Outside of the Westminster village I would suggest very few are bothered that, yet again, Labour has elected another white, male leader – when the Tories have had two women Prime Ministers and BME MPs holding the great offices of state. It perhaps does say something about Labour’s culture though when no female leadership candidate in Labour’s history has ever earned more votes than the men they were standing against.
No, what ordinary people care about is whether they can relate to a Prime Minister, not whether they can see themselves sharing a pint with him or her, but whether an aspirant PM understands what their lives are like, what their hopes and dreams are.

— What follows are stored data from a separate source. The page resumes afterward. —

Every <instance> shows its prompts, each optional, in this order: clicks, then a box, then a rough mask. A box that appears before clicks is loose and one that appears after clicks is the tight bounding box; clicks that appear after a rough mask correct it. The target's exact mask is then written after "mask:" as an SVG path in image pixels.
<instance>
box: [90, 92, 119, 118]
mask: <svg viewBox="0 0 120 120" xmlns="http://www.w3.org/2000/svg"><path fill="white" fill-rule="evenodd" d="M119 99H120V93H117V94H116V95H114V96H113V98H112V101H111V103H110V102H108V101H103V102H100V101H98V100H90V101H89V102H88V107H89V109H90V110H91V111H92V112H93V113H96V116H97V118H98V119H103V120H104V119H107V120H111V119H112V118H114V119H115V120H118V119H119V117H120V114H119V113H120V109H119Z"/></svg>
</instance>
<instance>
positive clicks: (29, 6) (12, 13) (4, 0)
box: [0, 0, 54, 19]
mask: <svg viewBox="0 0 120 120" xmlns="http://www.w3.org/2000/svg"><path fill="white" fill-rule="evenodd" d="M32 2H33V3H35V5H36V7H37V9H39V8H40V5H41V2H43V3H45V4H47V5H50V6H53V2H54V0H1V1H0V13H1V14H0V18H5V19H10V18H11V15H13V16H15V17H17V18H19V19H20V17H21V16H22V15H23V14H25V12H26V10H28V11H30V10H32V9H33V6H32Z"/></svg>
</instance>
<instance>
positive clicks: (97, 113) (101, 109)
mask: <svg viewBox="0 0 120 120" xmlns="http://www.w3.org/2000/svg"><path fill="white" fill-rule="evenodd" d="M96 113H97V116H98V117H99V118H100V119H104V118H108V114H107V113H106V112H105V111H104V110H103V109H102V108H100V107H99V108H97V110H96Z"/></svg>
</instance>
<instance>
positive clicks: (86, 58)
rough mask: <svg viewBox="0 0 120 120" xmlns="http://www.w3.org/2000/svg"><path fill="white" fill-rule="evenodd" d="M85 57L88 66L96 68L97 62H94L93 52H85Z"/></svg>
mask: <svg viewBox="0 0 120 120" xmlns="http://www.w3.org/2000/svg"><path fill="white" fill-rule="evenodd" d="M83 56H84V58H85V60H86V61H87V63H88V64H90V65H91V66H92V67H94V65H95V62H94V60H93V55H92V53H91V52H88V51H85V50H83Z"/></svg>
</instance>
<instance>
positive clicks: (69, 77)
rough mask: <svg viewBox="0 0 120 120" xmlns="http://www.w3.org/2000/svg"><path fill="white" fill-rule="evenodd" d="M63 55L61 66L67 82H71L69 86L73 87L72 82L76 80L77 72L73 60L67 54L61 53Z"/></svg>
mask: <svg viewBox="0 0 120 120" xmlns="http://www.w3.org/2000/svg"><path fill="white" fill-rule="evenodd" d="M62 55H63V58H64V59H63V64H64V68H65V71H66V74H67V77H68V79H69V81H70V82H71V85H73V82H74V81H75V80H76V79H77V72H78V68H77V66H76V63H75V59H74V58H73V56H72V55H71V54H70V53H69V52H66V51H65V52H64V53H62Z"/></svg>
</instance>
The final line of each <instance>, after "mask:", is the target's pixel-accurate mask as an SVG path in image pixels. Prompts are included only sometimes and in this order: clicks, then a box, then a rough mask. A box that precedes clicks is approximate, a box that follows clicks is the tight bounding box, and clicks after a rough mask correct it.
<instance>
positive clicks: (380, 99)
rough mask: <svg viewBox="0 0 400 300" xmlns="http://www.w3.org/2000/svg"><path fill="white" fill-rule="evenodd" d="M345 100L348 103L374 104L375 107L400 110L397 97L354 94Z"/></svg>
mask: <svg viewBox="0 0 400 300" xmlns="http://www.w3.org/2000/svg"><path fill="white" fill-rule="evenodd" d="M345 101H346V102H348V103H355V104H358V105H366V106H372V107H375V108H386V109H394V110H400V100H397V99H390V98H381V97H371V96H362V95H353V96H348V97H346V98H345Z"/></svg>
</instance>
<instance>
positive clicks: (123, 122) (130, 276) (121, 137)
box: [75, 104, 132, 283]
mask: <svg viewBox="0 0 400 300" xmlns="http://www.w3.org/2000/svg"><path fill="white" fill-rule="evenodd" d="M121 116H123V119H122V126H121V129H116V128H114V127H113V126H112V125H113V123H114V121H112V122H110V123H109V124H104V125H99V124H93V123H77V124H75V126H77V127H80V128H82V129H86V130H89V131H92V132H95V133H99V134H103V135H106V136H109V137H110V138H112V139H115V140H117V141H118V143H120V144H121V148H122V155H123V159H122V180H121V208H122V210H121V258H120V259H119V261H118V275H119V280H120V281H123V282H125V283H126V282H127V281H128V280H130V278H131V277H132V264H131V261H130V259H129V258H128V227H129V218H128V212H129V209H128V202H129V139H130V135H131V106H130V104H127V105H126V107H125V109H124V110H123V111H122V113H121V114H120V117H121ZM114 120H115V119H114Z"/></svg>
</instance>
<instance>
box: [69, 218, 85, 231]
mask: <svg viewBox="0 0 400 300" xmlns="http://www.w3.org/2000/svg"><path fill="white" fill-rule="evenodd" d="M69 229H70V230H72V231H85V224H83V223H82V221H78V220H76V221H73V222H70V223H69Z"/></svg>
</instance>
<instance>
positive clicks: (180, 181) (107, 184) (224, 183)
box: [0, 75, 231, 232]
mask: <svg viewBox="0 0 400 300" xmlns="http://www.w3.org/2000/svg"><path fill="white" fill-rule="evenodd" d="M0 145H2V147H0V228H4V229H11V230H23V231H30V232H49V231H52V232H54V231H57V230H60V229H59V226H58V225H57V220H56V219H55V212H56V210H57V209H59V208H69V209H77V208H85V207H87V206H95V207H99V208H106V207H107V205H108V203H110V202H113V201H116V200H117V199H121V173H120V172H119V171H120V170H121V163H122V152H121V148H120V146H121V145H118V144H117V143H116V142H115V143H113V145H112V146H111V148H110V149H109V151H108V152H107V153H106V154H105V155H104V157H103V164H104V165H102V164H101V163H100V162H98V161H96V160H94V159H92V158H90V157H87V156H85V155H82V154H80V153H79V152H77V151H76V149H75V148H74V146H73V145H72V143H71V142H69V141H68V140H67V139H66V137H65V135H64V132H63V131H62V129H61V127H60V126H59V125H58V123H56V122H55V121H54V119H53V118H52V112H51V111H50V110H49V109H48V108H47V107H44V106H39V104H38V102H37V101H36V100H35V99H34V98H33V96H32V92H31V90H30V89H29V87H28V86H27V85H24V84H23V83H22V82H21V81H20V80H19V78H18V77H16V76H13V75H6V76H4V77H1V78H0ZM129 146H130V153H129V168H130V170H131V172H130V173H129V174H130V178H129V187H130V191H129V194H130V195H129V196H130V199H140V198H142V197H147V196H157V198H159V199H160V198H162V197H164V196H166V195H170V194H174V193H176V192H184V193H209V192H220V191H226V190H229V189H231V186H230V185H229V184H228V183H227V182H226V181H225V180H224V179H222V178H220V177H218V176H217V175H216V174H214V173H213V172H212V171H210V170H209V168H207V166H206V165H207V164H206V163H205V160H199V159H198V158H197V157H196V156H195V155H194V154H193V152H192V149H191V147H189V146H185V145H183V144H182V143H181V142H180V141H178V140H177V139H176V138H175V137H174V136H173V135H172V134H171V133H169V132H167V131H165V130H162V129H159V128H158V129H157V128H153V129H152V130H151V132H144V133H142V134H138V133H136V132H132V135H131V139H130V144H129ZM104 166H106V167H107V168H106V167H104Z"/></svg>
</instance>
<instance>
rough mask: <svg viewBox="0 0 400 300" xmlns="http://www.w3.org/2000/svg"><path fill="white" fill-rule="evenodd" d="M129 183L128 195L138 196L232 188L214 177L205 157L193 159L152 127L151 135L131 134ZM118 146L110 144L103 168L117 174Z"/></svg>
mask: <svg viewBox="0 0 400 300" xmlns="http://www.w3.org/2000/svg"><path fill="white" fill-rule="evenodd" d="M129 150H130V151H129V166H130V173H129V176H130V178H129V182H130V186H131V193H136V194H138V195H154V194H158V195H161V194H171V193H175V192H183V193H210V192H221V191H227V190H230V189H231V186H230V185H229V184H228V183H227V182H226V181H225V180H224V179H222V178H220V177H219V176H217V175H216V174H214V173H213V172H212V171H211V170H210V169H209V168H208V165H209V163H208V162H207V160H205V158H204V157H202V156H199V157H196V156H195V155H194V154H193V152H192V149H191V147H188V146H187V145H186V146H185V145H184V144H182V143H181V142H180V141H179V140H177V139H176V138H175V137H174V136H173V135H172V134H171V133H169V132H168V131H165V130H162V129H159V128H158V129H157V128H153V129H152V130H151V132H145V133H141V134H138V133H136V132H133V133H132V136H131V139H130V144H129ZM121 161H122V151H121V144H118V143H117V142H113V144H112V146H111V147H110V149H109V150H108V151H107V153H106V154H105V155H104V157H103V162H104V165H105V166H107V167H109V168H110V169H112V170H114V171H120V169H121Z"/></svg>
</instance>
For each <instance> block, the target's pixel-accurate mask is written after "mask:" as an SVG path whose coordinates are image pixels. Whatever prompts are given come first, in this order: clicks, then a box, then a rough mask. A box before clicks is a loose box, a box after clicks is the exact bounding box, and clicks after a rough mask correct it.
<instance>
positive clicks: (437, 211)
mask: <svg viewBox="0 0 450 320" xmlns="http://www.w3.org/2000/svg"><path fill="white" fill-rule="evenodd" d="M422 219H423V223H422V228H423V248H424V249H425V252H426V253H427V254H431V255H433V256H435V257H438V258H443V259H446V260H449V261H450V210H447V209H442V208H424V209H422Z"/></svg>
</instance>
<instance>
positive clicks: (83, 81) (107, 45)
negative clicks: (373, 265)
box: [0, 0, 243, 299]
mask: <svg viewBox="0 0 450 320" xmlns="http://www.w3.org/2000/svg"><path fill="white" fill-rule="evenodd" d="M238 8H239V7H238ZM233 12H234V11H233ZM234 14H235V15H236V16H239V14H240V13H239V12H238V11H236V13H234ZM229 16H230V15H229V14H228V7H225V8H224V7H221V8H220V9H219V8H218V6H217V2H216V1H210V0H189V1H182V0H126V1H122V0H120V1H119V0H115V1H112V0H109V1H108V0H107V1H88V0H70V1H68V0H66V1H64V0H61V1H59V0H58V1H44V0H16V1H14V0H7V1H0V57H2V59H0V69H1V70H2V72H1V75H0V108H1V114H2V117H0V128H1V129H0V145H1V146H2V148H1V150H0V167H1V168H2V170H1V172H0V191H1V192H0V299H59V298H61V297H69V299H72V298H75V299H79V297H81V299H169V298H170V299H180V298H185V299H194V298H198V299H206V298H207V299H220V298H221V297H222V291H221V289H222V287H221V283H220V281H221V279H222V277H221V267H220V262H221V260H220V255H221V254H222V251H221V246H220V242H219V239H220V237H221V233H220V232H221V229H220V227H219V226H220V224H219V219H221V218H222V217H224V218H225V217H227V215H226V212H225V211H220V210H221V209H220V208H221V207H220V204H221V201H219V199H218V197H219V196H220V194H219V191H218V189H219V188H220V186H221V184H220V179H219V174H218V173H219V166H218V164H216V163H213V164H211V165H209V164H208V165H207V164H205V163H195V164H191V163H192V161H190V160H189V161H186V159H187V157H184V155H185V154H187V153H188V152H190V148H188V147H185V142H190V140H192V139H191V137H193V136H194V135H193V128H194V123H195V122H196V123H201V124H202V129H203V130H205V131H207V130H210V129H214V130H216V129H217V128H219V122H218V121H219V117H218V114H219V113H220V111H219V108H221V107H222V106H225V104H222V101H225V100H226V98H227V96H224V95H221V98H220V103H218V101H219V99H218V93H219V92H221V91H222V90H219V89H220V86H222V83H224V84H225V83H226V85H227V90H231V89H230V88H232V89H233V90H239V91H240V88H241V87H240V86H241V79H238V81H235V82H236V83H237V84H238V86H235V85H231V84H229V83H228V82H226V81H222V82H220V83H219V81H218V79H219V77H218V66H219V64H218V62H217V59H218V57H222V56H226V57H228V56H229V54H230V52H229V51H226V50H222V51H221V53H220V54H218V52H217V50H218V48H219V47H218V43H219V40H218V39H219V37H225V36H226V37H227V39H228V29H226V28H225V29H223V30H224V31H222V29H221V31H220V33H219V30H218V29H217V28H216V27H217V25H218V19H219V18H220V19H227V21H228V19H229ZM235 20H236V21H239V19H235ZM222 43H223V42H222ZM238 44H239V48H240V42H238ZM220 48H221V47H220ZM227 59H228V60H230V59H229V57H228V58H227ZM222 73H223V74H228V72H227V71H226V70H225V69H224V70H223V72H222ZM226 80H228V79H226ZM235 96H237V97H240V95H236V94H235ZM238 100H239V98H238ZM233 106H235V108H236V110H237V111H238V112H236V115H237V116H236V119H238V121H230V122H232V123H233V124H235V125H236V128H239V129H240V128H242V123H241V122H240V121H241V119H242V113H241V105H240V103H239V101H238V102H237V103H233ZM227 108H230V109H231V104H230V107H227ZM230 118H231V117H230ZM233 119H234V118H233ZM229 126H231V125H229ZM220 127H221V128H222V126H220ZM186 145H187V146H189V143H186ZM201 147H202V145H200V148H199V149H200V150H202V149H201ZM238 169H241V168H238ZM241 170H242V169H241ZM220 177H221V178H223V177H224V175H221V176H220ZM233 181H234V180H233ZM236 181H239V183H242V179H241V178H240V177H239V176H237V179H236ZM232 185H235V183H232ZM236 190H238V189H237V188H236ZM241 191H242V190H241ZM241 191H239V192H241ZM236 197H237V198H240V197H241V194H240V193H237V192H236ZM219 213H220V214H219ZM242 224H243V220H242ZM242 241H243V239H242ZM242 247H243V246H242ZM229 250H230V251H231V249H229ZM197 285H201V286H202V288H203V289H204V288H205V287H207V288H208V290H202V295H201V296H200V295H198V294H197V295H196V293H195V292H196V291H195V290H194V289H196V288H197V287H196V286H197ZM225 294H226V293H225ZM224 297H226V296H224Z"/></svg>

It’s a common thread amongst the most successful Prime Ministers that they are, in their own way, relatable. It’s why Thatcher, Major, Blair, Cameron and Johnson were electoral successes; whilst Michael Howard, Gordon Brown, Ed Miliband and Teresa May weren’t.
The difficulty which Starmer faces from day one is that to be relatable voters will have to feel that even if he disagrees with them at least he respects them; and that is Sir Keir’s problem from the start.
Sir Keir will always be seen as a man who tried to stop democracy happening by preventing Brexit, from now to eternity he will be the Shadow Foreign Secretary who did everything in his power to stymie the democratic mandate of the people being enacted.
In the end it doesn’t matter whether Sir Keir Starmer was right or wrong when it came to remain versus leave; he was totally wrong when it came to the will of the people versus the machinations of the establishment.
No one is ever going to let Keir Starmer forget that, and nor should they, democracy is far too important.
I said earlier that for me leaving the Labour Party and crossing the floor was one of the best decisions of my life, and although I’m pleased to see a competent Labour leader, I still believe it’s one of the smartest choices you can make because it boils down to something much more fundamental.
Labour, and not least Sir Keir Starmer, have always and will always think they know better than you – that’s the awakening I had under Jeremy Corbyn.
The British people have long memories, I don’t think that’s something they will forget any time soon.